With Insider focused on longer videos, the publisher is also making fewer videos overall.
One complication with the 30-second view is that not every platform offers this metric easily. Facebook and YouTube provide video makers with a 30-second view stat, but other platforms do not, Manfred said. In such instances, Insider will look at other data to estimate 30-second views. For instance, some platforms offer charts that show view retention across “four quartiles” of the video, Manfred said. Here, Insider will look at the number of views at the 25 percent mark of a video, and with most Insider videos running for a minimum of three minutes, the resulting stat comfortably passes the 30-second benchmark.
“These are conservative estimates, but we want to work with platforms to develop a preferred metric,” Manfred said.
Insider’s shift to focusing on the 30-second view is a good way to assess whether people are actually watching its videos — and it’s a savvy PR move at a time when the media industry questions the value of Facebook and News Feed-driven social videos.
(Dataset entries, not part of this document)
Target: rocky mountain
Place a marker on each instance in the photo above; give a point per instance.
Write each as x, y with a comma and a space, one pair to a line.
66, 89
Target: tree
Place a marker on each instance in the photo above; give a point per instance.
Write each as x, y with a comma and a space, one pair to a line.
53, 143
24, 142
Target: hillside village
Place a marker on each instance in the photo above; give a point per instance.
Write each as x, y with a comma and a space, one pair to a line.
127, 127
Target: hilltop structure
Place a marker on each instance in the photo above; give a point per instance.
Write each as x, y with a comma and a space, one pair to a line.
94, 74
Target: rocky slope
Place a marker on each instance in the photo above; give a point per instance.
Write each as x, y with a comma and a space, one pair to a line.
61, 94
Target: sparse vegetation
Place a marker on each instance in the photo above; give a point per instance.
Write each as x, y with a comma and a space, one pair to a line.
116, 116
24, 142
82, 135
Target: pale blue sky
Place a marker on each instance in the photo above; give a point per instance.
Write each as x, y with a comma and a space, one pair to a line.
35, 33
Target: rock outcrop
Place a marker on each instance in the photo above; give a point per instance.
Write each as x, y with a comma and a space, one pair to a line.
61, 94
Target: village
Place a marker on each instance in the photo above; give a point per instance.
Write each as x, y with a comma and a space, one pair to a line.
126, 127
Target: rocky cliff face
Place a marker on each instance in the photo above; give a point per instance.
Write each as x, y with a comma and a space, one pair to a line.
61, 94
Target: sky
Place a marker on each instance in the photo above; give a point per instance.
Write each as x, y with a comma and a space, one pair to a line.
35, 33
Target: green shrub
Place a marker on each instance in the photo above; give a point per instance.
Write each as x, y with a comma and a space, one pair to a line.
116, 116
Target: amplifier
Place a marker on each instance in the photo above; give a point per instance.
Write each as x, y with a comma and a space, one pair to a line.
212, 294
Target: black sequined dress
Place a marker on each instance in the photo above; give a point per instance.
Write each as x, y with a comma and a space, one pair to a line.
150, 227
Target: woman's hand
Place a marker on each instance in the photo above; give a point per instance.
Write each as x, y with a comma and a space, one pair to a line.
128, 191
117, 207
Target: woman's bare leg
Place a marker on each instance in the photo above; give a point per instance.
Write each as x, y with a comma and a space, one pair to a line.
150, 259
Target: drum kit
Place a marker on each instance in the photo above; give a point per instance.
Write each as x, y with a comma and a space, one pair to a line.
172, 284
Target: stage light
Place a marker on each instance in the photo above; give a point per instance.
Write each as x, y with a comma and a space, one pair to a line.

It also helps that even after trimming out the fly-by views, Insider still lands at 1 billion 30-second views.
“It’s a great way to generate press coverage and gain additional credibility amongst media buyers and brands in a time when digital publishing as a whole is going through a bit of a slump,” said Brendan Gahan, founder of social agency Epic Signal. “Although this won’t necessarily impact all marketers, this could be a nice self-selection tool where [Insider] ends up working with advertisers who actually care about the quality of their media plans versus meaningless impressions.”
Insider’s shift tracks with other moves the company has been making to attract more meaningful video ad dollars. It’s one of the publishers that is measured by Nielsen’s Digital Content Ratings product and, this summer, launched a connected TV app to host its longer videos for the big screen.
Manfred said that the decision to prioritize 30-second views required some time for higher-ups to buy in. “Initially people were worried that this was going to be bad for us because our numbers would be lower,” he said, “But at 1 billion, we are still massive.”